Objects have a hitbox, position, solidity, despawn time, animation frame time, etc. They also keep a list of event names they are subscribed to. The object class somewhat resembles a factory design pattern:
- Any objects created by the game developer are automatically added to the world with a new id with an ObjectManager, a vector based abstraction over objects
- The object class provides a virtual handleEvent function for any custom objects, all custom game logic essentially goes into handleEvent for a player object
- This makes the process of building a game very simple and organized
- Events just provide a type field to its inheritors so any objects that receive it can call
getType()and handle it accordingly. EventManager provides a vector-based abstraction over many events.
A lot of the design has been covered by the general overview, so here are just the major design choices I made:
- Self-explanatory
- One instance for each aspect of the game makes sure that the resources are not corrupted when shared
- All states implement this, along with Resources
- Custom objects defined by the game developer are automatically added to the game world with default fields and settings
- Lessens the load on the developer for managing how objects interact with the world, also allows cool things such as objects spawning other objects (seen in Flappy Bird)

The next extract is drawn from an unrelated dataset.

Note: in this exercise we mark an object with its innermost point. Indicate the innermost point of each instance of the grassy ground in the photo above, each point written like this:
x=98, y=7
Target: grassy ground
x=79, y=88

- Object and ObjectManager implement these themselves
- Eg. In Flappy Bird, the BirdObject can spawn new RectangleObjects
- For world events to be handled by any object observing them
- Handled between Object and Event classes
- Requesting an action from the controller returns a variant that encapsulates the request, allowing the parameterization of clients
- Implemented by Controller and Model classes
- Objects can construct and clone themselves as necessary during runtime in their functions (seen in Space Invaders)
- Not explicitly in the class design but developers can easily allow prototyping themselves
- Eg. In Space Invaders, every alien that dies spawns a new clone of itself
SOLID principles were used whenever necessary as seen by the low coupling and high cohesion of my code base. Good OOP practices can be seen by my abstract classes and subclasses.